Classify-and-act
Route heterogeneous inputs to the right specialist instead of forcing one prompt to do everything
A classifier agent inspects the input and returns a structured object — typically `{ category }` — with a schema that constrains its output to a known set of labels. The orchestrating script reads that label and dispatches to the appropriate specialist agent or model tier. The same pattern works on outputs: after a review pass, a classifier buckets findings by severity so only the HIGH-severity items get a second, deeper pass. The classifier itself is usually cheap — a fast model reading a short input to produce a single-token verdict.
When to use
- When your prompt contains a long 'if it's type A do this, if it's type B do that' decision tree — that branching belongs in the orchestrator, not inside a single prompt.
- When inputs vary in difficulty and you want to route easy cases to a cheaper model while reserving the stronger one for hard cases — the cost difference compounds across volume.
- When handling mixed-intent inputs (support tickets, GitHub issues, onchain transactions, tool-call requests) where categories need entirely different downstream behavior, not just different instructions.
- When classifying outputs at the end of a review or audit — bucketing findings by severity, area, or confidence so you can triage what needs a deep-dive versus what ships as a summary.
- When a misrouted action has real cost — onchain writes, state-changing API calls, messages to users — and you need a gate that distinguishes read-only from destructive before dispatching.
Example prompts
- Fixes
- Wrong-tool-for-the-job: a single generic prompt handling many task types is mediocre across the board — per-type instructions dilute each other, and you pay for a strong model on inputs a cheap one would handle fine.
- Tradeoffs
- The classifier is an extra round-trip before any real work starts — added latency and tokens on every input, even trivial ones. A misclassification routes confidently to the wrong specialist, which can be worse than a hedged single-agent response. It pays for itself only when task types genuinely diverge enough that separate specialists beat one well-instructed prompt; on homogeneous inputs it's wasted overhead.
- Primitive
- agent+schema: the classifier is constrained by a response schema (e.g. `{ category: "bug" | "feature" | "question" }`) so the orchestrating script branches on the output without parsing free text. A switch/if in the script then dispatches to the right specialist agent or model tier.

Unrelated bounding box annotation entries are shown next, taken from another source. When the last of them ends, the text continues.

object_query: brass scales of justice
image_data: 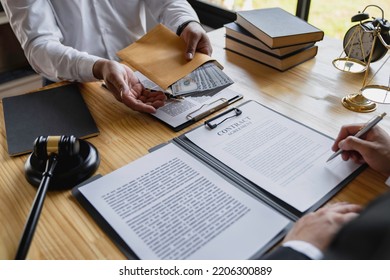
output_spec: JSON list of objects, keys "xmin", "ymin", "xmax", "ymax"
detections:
[{"xmin": 332, "ymin": 5, "xmax": 390, "ymax": 113}]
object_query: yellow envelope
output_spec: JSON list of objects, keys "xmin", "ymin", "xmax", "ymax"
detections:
[{"xmin": 117, "ymin": 24, "xmax": 222, "ymax": 89}]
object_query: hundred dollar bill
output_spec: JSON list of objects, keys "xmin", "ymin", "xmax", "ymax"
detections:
[{"xmin": 171, "ymin": 63, "xmax": 233, "ymax": 96}]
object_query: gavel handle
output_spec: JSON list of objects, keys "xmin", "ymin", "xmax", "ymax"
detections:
[{"xmin": 15, "ymin": 154, "xmax": 57, "ymax": 260}]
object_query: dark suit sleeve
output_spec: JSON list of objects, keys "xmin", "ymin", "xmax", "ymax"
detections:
[{"xmin": 261, "ymin": 246, "xmax": 310, "ymax": 260}]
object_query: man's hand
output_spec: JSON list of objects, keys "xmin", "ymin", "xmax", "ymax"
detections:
[
  {"xmin": 180, "ymin": 22, "xmax": 213, "ymax": 60},
  {"xmin": 93, "ymin": 59, "xmax": 166, "ymax": 113},
  {"xmin": 332, "ymin": 124, "xmax": 390, "ymax": 176},
  {"xmin": 283, "ymin": 202, "xmax": 361, "ymax": 251}
]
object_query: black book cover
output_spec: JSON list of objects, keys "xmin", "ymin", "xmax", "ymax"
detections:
[{"xmin": 3, "ymin": 84, "xmax": 99, "ymax": 156}]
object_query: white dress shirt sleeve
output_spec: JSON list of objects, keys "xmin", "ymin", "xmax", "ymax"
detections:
[
  {"xmin": 2, "ymin": 0, "xmax": 99, "ymax": 81},
  {"xmin": 1, "ymin": 0, "xmax": 198, "ymax": 82}
]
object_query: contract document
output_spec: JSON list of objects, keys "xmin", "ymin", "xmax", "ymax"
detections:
[
  {"xmin": 72, "ymin": 101, "xmax": 362, "ymax": 259},
  {"xmin": 76, "ymin": 144, "xmax": 290, "ymax": 259},
  {"xmin": 185, "ymin": 99, "xmax": 359, "ymax": 212}
]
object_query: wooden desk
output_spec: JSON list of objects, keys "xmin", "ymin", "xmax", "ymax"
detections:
[{"xmin": 0, "ymin": 29, "xmax": 390, "ymax": 259}]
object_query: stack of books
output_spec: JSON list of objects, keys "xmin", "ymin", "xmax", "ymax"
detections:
[{"xmin": 225, "ymin": 8, "xmax": 324, "ymax": 71}]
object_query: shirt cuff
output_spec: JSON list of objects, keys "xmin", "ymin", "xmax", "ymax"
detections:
[
  {"xmin": 385, "ymin": 177, "xmax": 390, "ymax": 187},
  {"xmin": 282, "ymin": 240, "xmax": 324, "ymax": 260},
  {"xmin": 78, "ymin": 55, "xmax": 102, "ymax": 82}
]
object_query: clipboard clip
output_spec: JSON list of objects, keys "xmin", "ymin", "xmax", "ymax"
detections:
[
  {"xmin": 204, "ymin": 108, "xmax": 242, "ymax": 129},
  {"xmin": 186, "ymin": 97, "xmax": 228, "ymax": 120}
]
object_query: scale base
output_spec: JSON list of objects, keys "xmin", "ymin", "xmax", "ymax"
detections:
[{"xmin": 341, "ymin": 93, "xmax": 376, "ymax": 113}]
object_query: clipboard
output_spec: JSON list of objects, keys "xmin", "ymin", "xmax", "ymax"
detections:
[{"xmin": 72, "ymin": 101, "xmax": 365, "ymax": 259}]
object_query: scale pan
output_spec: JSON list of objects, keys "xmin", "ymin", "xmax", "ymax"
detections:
[
  {"xmin": 332, "ymin": 57, "xmax": 367, "ymax": 73},
  {"xmin": 360, "ymin": 85, "xmax": 390, "ymax": 104}
]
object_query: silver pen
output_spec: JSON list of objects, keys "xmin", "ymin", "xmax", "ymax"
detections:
[{"xmin": 326, "ymin": 113, "xmax": 386, "ymax": 162}]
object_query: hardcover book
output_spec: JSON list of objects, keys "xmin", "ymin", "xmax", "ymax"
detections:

Avoid whenWhen inputs are homogeneous or the routing rule is a deterministic field check — if you can write `if (input.type === "bug")` without an LLM, a classifier agent is wasted latency.
Worked example
During a security review of an MCP router, a single pass returns 30+ findings of wildly varying weight. Feeding all of them to a deep-dive remediation agent is expensive and noisy. Instead, a lightweight classifier reads each finding and assigns HIGH / MEDIUM / LOW. The orchestrator routes only the 6 HIGH findings to a second agent that writes patch code and adds regression tests. MEDIUM findings get a concise recommendation block; LOW findings are summarized in bulk. Total cost drops, and the output that matters most gets the most compute.